Environmentalists Challenge Timber Saleby Eric Barker
Lewiston Tribune, January 8, 2004
Environmental groups are making good on their word to challenge a timber sale on the Slate Creek Ranger District of the Nez Perce National Forest.
The Moscow-based Friends of the Clearwater authored an appeal to the proposed 20-million-board-feet Clean Slate timber sale that would also obliterate 26 miles of old roads.
The environmental groups Idaho Conservation League, Idaho Sporting Congress, the Ecology Center, Alliance for Wild Rockies and the Lands Council joined the appeal.
Gary Macfarlane, executive director of the Friends of the Clearwater, said his main concerns with the proposed timber sale revolve around the potential for streams already not meeting water quality standards to be polluted from sediment caused by the logging.
Further deterioration of water quality could harm threatened fish including bull trout, salmon and steelhead, according to Macfarlane. He contends the Nez Perce National Forest Plan says the U.S. Forest Service must show streams not meeting water quality standards are improving or on an "upward trend" before logging can occur.
"They predict future upward trends, but in our minds the plan is very specific; it says they will show an upward trend," he said.
Macfarlane also faults the agency for saying the project won't hurt bull trout because there are very few in the area.
"All the more (reason) we should be concerned about water quality in that area because they are so rare," he said.

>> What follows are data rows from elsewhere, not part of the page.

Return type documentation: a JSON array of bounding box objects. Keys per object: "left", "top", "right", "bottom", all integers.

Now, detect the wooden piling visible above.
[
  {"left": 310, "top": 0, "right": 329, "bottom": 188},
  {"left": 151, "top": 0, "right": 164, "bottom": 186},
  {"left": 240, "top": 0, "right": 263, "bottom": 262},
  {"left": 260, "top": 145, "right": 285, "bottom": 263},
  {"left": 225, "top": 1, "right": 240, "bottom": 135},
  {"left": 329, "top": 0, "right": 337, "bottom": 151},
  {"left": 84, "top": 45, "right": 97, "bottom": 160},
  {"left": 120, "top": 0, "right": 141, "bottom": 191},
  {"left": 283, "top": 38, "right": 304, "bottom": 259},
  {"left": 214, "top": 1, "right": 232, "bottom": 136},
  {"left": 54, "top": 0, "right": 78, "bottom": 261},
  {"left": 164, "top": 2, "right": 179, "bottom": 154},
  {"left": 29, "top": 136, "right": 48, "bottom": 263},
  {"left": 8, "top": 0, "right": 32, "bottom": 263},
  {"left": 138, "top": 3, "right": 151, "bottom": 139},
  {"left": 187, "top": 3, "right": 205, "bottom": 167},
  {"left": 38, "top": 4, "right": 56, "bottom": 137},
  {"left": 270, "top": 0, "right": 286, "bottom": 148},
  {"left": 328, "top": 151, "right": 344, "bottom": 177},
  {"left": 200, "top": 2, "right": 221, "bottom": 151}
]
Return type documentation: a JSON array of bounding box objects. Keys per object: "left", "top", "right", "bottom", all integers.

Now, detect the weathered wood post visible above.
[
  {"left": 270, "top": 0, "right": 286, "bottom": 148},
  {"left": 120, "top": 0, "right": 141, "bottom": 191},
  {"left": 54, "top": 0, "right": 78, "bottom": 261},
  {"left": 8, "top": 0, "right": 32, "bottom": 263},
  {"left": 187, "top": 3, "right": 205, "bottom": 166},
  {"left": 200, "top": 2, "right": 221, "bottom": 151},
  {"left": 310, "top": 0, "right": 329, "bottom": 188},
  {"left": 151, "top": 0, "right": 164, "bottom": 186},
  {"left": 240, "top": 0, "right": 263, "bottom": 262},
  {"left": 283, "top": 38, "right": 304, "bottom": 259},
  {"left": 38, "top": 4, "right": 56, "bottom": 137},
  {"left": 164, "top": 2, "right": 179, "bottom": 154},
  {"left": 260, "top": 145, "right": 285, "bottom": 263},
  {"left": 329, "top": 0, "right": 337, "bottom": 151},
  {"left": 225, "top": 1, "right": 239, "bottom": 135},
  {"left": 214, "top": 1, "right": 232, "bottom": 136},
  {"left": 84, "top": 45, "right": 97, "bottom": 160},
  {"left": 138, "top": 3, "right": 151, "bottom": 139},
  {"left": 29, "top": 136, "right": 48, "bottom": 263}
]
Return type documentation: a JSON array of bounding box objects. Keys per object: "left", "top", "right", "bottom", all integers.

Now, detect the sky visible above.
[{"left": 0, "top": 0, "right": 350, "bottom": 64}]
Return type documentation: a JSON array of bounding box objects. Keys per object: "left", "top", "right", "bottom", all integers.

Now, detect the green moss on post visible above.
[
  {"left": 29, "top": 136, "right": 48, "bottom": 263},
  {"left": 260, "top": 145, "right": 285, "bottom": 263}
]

Jonathan Oppenheimer of the Idaho Conservation League at Moscow said his group is most concerned with a portion of the plan that calls for small clear cuts in an area that is now free of roads. The area, which is adjacent to the Gospel Hump Wilderness Area, is not an official roadless area, according to Forest Service standards. But Oppenheimer says the agency is obligated to study the effects logging as if it were.
"What they have tried to do is just sort of ignore the fact that it's roadless because it's not inventoried, but past courts have found that is not an adequate defense," he said.
The Clean Slate project calls for varying degrees of logging on 2,916 acres within a 15,000-acre analysis area. The purpose of the project is to improve water quality by removing roads and reduce the threat that fire could burn stands of old growth ponderosa pine trees by thinning younger trees. The plan also intends to help white bark pine reestablish in the area by removing competitors such as sub-alpine fir and lodgepole pine trees.
The groups submitted their appeal to the Northern Region headquarters of the Forest Service at Missoula, Mont. Officials there will review the project and decide if it can move forward.